Look at John Connolly’s case. It was his supervisor John Morris who was making a deal against the guy who worked under him. Go figure! It was Morris who got the money from Whitey and Stevie; any evidence Connolly did was disbelieved by the jury. It was Morris who tried to use his witting conspirators at the Boston Globe to publish in that newspaper the information that Whitey was an informant for the FBI hoping to get Whitey hit by the North End. If that happened he figured his depredations would be hidden forever
So why isn’t Connolly a stand-up guy? He’s got no one to stand up for. He wasn’t involved in any criminal activity or conspiracy. He was out of luck since he had no one to turn on.
Remember I told how I went up to him during a recess in the trial. He was standing outside the courtroom in the corridor with his back to the windows overlooking the harbor. This was around the time I figured the trial was more about trying to blacken Billy Bulger’s name than to convict John Connolly.
I approached him. We knew each other from our work. I had one or possibly two matters that caused me to contact him over the years. He was closer to my brothers. As I’ve noted before, my office and the FBI did not see eye to eye. We were by no means friends, and in fact, I was at the trial trying to find out why his FBI squad had done something that I found highly distasteful.
But it bothered me that Connolly was being put out there as a sacrificial lamb by the government which really had another purpose in mind which was by squeezing him they might get something on Billy. I indicated as much to him. He said to me something to the effect: “How could I give them something on Billy? He’s a man of integrity.”
Those words stuck in my mind. Not that I ever doubted Billy’s integrity but because it showed John knew what they were after. He was not willing to make up something to save himself. He knew by saying that to me that had he ever even thought to do it I would be called to impeach his testimony.
He went on to say, either then or another time we talked, that he was told that he could make a deal if he could give someone higher in the FBI. He said he couldn’t do that either because he had nothing to offer. No one he knew had done anything criminal.

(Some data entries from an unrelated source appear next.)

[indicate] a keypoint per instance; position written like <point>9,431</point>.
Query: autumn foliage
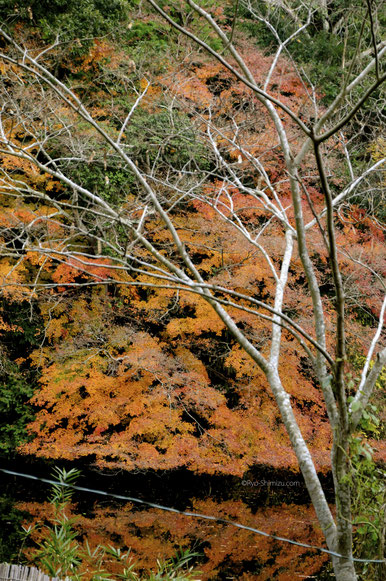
<point>139,377</point>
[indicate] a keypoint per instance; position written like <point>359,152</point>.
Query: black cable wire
<point>186,513</point>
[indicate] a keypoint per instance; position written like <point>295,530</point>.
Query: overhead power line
<point>187,513</point>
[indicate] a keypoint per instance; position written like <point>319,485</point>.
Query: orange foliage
<point>154,534</point>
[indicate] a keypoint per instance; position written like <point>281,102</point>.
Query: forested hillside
<point>192,250</point>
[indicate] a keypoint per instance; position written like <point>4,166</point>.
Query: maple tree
<point>198,242</point>
<point>154,535</point>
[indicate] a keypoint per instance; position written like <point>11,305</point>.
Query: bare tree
<point>90,215</point>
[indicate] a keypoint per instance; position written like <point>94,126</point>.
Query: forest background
<point>102,363</point>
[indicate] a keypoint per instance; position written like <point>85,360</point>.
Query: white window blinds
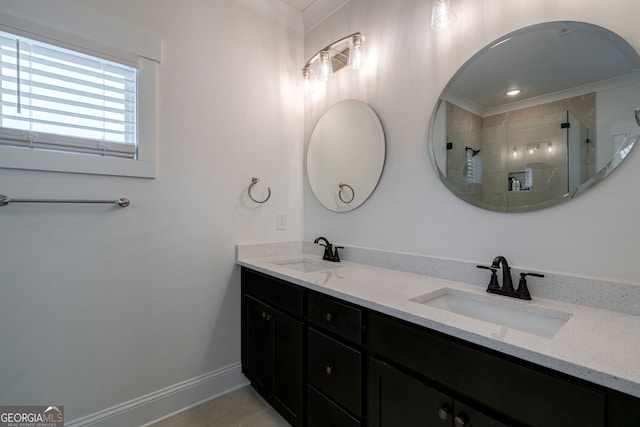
<point>53,98</point>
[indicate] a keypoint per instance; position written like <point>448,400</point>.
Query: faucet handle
<point>523,291</point>
<point>336,255</point>
<point>493,283</point>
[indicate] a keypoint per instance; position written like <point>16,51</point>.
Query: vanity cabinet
<point>335,362</point>
<point>322,362</point>
<point>396,398</point>
<point>520,393</point>
<point>273,342</point>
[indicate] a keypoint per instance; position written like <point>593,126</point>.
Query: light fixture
<point>325,69</point>
<point>307,85</point>
<point>356,52</point>
<point>443,14</point>
<point>346,52</point>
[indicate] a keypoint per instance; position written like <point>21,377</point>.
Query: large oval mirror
<point>345,155</point>
<point>571,119</point>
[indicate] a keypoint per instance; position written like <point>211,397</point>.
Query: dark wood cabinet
<point>519,391</point>
<point>322,362</point>
<point>335,367</point>
<point>398,399</point>
<point>273,348</point>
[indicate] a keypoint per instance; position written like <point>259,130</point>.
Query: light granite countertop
<point>596,345</point>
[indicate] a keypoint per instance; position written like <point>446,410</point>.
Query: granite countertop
<point>596,345</point>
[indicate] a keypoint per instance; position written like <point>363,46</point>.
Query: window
<point>84,100</point>
<point>57,99</point>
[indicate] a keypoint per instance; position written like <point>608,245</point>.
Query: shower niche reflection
<point>522,157</point>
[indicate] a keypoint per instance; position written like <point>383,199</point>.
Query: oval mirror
<point>537,117</point>
<point>346,155</point>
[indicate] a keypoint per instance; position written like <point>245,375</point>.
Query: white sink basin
<point>510,313</point>
<point>308,266</point>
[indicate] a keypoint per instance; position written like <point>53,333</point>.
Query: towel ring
<point>353,193</point>
<point>254,181</point>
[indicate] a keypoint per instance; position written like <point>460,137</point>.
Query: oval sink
<point>307,265</point>
<point>501,311</point>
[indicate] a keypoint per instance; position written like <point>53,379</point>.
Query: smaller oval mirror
<point>537,117</point>
<point>346,155</point>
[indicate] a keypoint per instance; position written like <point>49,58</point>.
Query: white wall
<point>411,211</point>
<point>100,305</point>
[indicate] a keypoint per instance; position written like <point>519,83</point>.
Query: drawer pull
<point>461,420</point>
<point>443,413</point>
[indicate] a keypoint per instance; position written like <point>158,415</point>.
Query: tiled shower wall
<point>528,138</point>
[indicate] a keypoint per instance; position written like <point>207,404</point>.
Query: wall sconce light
<point>443,14</point>
<point>346,52</point>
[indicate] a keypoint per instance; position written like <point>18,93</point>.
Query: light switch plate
<point>281,221</point>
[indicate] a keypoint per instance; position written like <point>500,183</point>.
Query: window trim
<point>145,55</point>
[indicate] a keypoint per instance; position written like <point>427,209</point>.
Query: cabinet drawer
<point>324,413</point>
<point>544,398</point>
<point>336,370</point>
<point>275,292</point>
<point>335,316</point>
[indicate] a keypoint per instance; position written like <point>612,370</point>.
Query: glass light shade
<point>356,52</point>
<point>306,81</point>
<point>443,14</point>
<point>325,69</point>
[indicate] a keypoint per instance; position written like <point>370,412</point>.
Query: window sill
<point>20,158</point>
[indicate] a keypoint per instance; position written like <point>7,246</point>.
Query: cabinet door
<point>288,341</point>
<point>465,416</point>
<point>273,357</point>
<point>396,399</point>
<point>257,343</point>
<point>335,369</point>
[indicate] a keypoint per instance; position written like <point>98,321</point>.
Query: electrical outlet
<point>281,221</point>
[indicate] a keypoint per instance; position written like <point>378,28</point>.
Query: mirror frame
<point>337,184</point>
<point>619,154</point>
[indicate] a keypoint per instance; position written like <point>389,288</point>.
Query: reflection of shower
<point>577,152</point>
<point>473,152</point>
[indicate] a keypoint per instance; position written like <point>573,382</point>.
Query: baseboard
<point>167,401</point>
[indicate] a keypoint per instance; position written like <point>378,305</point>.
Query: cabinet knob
<point>443,413</point>
<point>461,420</point>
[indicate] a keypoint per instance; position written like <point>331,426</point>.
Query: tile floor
<point>240,408</point>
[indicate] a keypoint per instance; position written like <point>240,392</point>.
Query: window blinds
<point>56,99</point>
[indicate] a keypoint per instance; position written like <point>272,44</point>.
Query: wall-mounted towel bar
<point>122,202</point>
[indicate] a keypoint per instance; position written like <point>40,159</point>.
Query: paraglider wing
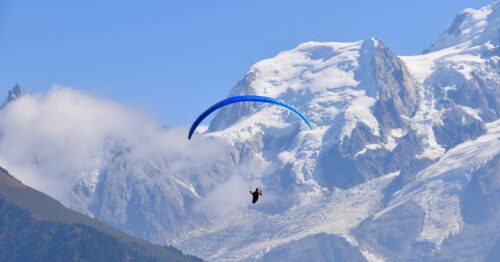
<point>236,99</point>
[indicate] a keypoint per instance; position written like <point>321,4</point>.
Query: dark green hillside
<point>35,227</point>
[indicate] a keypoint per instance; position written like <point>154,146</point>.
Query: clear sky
<point>175,58</point>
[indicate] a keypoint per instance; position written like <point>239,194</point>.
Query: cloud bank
<point>47,140</point>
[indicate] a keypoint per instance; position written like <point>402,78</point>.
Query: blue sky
<point>175,58</point>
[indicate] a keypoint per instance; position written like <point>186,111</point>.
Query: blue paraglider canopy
<point>236,99</point>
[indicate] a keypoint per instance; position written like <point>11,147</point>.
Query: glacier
<point>403,162</point>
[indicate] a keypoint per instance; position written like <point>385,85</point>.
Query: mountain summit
<point>402,162</point>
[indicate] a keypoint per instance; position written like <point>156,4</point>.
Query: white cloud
<point>47,140</point>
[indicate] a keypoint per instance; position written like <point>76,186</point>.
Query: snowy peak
<point>16,92</point>
<point>471,27</point>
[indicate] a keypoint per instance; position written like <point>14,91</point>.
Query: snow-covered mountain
<point>402,162</point>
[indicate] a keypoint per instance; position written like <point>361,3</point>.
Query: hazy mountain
<point>402,162</point>
<point>35,227</point>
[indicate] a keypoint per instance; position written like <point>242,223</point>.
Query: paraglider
<point>255,195</point>
<point>236,99</point>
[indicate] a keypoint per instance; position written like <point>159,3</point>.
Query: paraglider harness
<point>255,194</point>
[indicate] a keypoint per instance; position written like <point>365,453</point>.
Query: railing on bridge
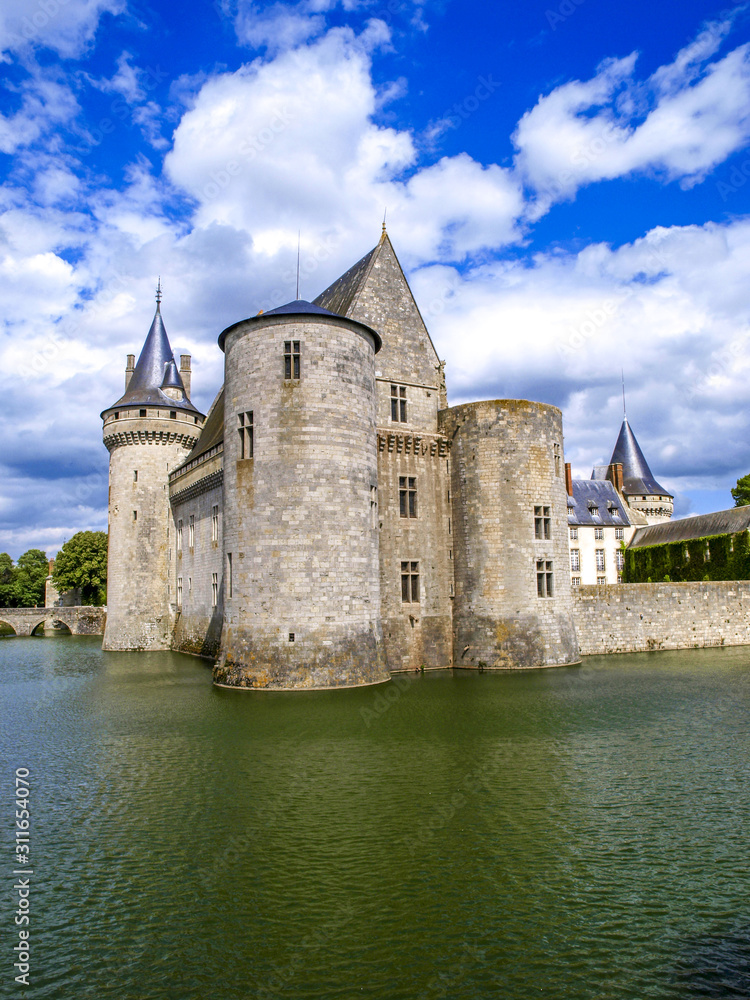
<point>80,620</point>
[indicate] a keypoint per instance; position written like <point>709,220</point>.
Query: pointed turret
<point>148,432</point>
<point>639,487</point>
<point>156,381</point>
<point>375,292</point>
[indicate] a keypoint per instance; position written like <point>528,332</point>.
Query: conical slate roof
<point>156,369</point>
<point>636,475</point>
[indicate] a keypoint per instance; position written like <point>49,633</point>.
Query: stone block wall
<point>506,458</point>
<point>198,619</point>
<point>633,617</point>
<point>416,633</point>
<point>143,451</point>
<point>300,518</point>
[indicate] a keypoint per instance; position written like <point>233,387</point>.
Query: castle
<point>331,520</point>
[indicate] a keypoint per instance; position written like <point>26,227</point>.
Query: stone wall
<point>143,451</point>
<point>300,516</point>
<point>416,633</point>
<point>198,618</point>
<point>506,459</point>
<point>631,617</point>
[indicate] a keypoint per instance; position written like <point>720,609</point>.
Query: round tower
<point>513,604</point>
<point>148,432</point>
<point>301,581</point>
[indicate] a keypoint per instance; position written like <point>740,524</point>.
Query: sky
<point>567,186</point>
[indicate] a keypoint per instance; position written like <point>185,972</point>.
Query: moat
<point>574,833</point>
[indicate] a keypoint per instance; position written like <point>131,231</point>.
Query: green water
<point>574,833</point>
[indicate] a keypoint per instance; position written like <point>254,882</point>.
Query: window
<point>245,431</point>
<point>291,359</point>
<point>410,582</point>
<point>398,403</point>
<point>544,586</point>
<point>407,496</point>
<point>541,522</point>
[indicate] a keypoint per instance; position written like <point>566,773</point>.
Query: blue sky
<point>567,186</point>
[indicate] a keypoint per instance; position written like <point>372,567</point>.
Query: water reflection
<point>576,833</point>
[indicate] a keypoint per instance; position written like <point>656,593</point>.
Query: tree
<point>32,570</point>
<point>741,491</point>
<point>82,562</point>
<point>8,595</point>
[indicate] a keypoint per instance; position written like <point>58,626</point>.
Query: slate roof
<point>722,522</point>
<point>637,478</point>
<point>596,502</point>
<point>155,369</point>
<point>212,432</point>
<point>339,296</point>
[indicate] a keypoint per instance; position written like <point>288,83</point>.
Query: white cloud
<point>670,308</point>
<point>291,144</point>
<point>65,26</point>
<point>678,125</point>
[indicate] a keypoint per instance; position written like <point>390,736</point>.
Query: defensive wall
<point>80,621</point>
<point>633,617</point>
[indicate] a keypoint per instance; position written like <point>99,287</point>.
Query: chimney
<point>568,479</point>
<point>185,372</point>
<point>614,474</point>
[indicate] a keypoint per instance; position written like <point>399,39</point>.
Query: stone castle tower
<point>333,521</point>
<point>148,432</point>
<point>638,486</point>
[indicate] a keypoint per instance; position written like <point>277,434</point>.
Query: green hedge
<point>729,559</point>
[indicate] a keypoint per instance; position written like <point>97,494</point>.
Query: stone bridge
<point>80,621</point>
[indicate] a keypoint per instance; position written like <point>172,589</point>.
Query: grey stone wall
<point>300,517</point>
<point>139,573</point>
<point>198,620</point>
<point>503,464</point>
<point>418,633</point>
<point>630,617</point>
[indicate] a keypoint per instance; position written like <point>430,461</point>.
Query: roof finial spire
<point>299,236</point>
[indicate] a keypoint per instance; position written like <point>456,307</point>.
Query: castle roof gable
<point>375,292</point>
<point>155,370</point>
<point>636,475</point>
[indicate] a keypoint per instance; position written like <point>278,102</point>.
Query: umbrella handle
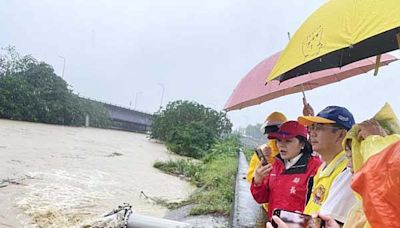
<point>304,95</point>
<point>377,64</point>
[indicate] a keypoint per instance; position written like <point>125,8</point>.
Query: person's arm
<point>307,109</point>
<point>329,222</point>
<point>259,185</point>
<point>254,162</point>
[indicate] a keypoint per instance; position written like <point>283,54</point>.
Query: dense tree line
<point>189,128</point>
<point>31,91</point>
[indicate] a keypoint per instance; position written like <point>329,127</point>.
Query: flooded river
<point>56,176</point>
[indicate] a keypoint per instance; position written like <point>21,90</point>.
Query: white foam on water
<point>65,199</point>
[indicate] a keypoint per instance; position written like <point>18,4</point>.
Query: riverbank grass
<point>214,175</point>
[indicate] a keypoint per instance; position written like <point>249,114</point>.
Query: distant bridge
<point>128,119</point>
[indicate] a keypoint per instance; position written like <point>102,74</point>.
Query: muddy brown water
<point>57,176</point>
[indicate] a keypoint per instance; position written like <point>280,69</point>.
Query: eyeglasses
<point>320,127</point>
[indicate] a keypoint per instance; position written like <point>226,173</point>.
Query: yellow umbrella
<point>338,33</point>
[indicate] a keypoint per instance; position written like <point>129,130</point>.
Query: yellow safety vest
<point>323,181</point>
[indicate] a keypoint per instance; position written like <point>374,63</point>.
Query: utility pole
<point>64,60</point>
<point>136,95</point>
<point>162,93</point>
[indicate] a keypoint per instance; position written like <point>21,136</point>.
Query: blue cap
<point>331,114</point>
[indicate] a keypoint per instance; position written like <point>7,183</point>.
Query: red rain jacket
<point>287,189</point>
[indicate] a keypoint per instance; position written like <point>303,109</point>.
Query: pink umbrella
<point>252,90</point>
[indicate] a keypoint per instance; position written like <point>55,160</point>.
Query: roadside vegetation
<point>214,175</point>
<point>31,91</point>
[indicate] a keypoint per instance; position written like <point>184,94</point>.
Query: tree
<point>189,128</point>
<point>31,91</point>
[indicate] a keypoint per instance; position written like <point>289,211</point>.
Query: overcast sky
<point>121,51</point>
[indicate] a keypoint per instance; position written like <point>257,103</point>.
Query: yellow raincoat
<point>254,163</point>
<point>371,147</point>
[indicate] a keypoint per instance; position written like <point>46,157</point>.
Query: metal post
<point>64,60</point>
<point>162,93</point>
<point>136,95</point>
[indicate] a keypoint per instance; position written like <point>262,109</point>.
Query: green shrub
<point>215,176</point>
<point>189,128</point>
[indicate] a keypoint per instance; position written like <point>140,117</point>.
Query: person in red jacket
<point>287,184</point>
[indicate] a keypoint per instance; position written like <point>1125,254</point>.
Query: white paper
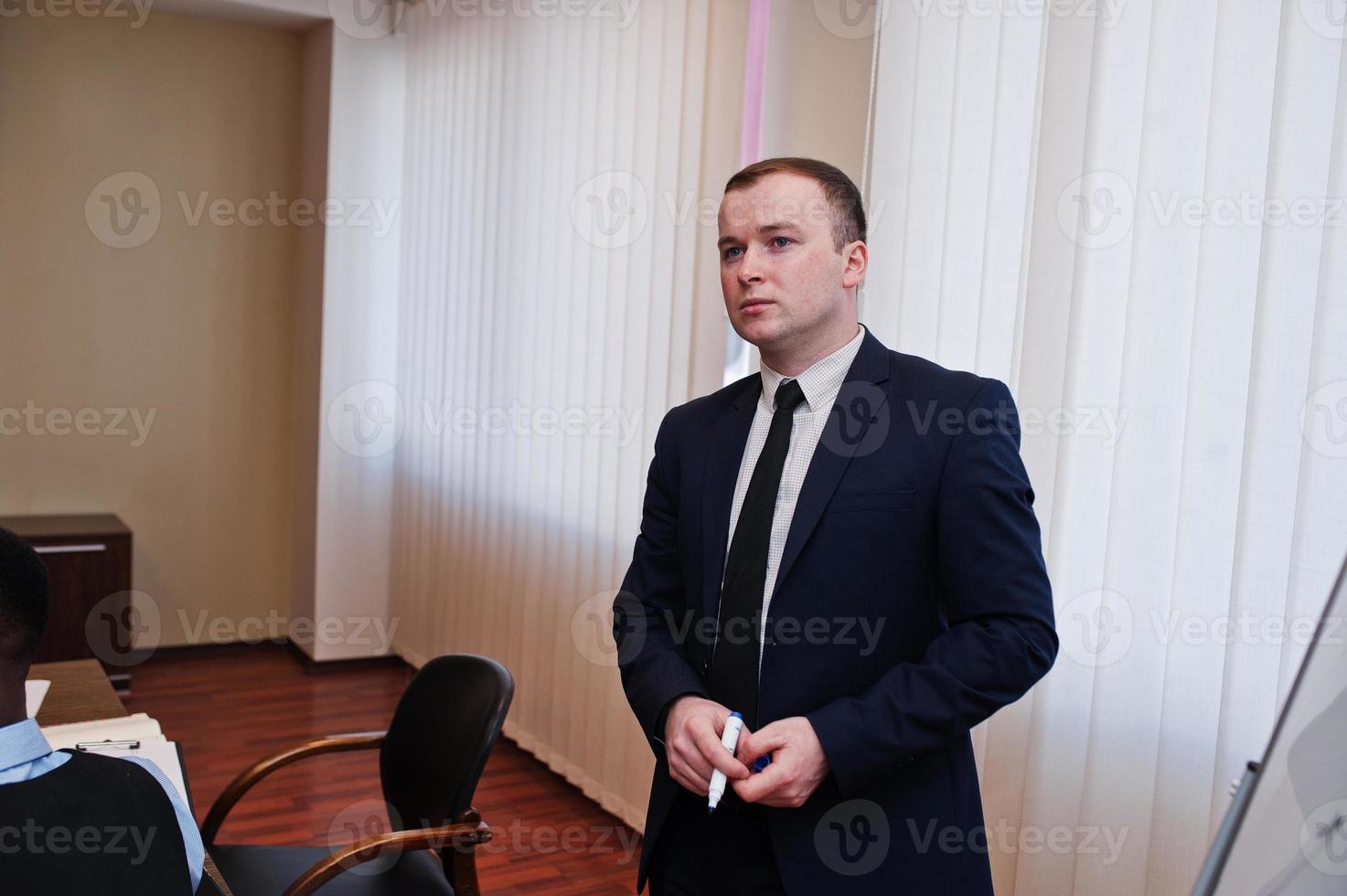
<point>162,753</point>
<point>137,727</point>
<point>36,691</point>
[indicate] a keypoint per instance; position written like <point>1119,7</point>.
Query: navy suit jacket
<point>912,602</point>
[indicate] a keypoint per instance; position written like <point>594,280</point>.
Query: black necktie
<point>734,663</point>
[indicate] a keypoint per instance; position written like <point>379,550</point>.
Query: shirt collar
<point>820,381</point>
<point>22,742</point>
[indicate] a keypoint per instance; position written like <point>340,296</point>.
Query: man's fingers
<point>761,784</point>
<point>692,760</point>
<point>754,744</point>
<point>715,753</point>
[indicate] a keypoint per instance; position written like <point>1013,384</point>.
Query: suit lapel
<point>729,435</point>
<point>861,404</point>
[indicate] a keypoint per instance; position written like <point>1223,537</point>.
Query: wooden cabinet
<point>88,562</point>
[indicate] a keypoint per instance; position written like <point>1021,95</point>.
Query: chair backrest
<point>442,731</point>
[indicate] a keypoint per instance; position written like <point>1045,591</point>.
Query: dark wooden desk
<point>88,560</point>
<point>81,693</point>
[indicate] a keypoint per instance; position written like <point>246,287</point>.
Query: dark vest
<point>96,825</point>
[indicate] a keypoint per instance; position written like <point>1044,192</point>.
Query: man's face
<point>780,275</point>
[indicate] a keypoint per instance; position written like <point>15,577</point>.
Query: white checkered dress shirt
<point>820,384</point>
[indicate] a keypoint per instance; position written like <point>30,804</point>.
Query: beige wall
<point>194,326</point>
<point>818,90</point>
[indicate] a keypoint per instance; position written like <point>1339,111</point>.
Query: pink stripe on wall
<point>754,82</point>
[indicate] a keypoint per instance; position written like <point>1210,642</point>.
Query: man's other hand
<point>797,763</point>
<point>692,734</point>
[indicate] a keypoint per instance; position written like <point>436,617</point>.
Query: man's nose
<point>751,267</point>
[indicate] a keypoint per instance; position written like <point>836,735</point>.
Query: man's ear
<point>857,258</point>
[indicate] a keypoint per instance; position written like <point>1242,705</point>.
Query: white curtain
<point>551,232</point>
<point>1133,213</point>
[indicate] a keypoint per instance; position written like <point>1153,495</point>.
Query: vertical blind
<point>551,173</point>
<point>1133,215</point>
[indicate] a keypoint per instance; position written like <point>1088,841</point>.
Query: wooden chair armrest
<point>461,837</point>
<point>282,757</point>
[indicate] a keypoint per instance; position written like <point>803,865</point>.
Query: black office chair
<point>430,760</point>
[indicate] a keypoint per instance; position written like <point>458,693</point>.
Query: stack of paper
<point>36,691</point>
<point>136,734</point>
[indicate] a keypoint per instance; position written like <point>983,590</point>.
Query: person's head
<point>23,602</point>
<point>792,253</point>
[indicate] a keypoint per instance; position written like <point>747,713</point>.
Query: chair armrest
<point>462,837</point>
<point>282,757</point>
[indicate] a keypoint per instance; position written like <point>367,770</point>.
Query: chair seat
<point>267,870</point>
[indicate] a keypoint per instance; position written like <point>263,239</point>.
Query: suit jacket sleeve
<point>994,599</point>
<point>654,663</point>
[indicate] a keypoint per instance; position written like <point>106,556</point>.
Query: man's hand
<point>692,744</point>
<point>797,763</point>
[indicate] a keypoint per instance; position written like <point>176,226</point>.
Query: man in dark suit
<point>882,593</point>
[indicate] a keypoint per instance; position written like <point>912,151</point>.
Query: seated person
<point>74,822</point>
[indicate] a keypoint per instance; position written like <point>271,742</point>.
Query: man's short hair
<point>842,197</point>
<point>23,594</point>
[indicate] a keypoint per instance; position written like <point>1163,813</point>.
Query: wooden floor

John Connolly had fallen into the worst trap anyone could who is prosecuted federally, he couldn’t deal someone else out. He certainly could have made up some lies about others the government was interested in as we saw Martorano do when he put Whitey into some of the killings that were done for Angiulo which by the way the jury disbelieved. But since Connolly believed none of the people he knew or worked with had done anything wrong, he was not going to throw in someone just to get a deal.
So he’s not a stand-up guy under my definition. He’s a guy who refused to lie about other people to save himself. What do we call such a guy? Do we have a term for him?